The other day I wrote a post called "Too Much but Not Enough" . It is about not belonging. About how I live in this in between neverland sort of world with one foot in one society and the other foot in another. Accepted but to a certain point. At times it is very uplifting and joyous place and others it is very frustrating. Today was one of those frustrating times.
Just when I think I am accepted and not an "outsider", I am instantly reminded of how very different I am from my husband's family. Not only that I am culturally different but that no matter how much they claim to welcome me and claim to understand, the reality is they don't and most likely never will. They have seen "Americans" in movies and believe that is how all Americans live. I was raised in a very poor Southern family. We didn't have indoor plumbing. We used an outhouse. We farmed, raised tobacco, animals, cut hay, wood for heat in the winter, drew water from a well.
It's always amusing how my husband's family will watch me clean. The first time I swept the floor I thought they would have a heart attack. Every one of my sister in laws, MIL, aunties, cousins, everyone came to watch. It was all they talked about for days. An American who knew how to sweep the floor! It was too much for them. They had seen movies. All Americans had servants, maids, people who did those things for them, but not this American.

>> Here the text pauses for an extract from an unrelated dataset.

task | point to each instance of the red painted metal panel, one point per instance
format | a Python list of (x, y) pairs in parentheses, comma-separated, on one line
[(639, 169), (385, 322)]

Today again I was reminded that while on the surface they see me in reality I am invisible to them. Their image of what I am will always be how they see me. The fact that image is far from reality makes no difference. In their minds I am that image because every American they have ever met or who has ever visited here has fit into that image. They can't accept that I don't. I have given up on trying to make them see me. It isn't worth the effort. They will never see me, but even as I type that sentence there is a part of me that still hopes. That wants so deseparately to be seen, to be heard, but I just can't keep that door open. It is toxic and insane to continue repeating the same action hoping for a different result. It is time I let go, but that is easier said than done.
So for now whenever they refer to me as that image instead of the real me I just keep silent. It is easier.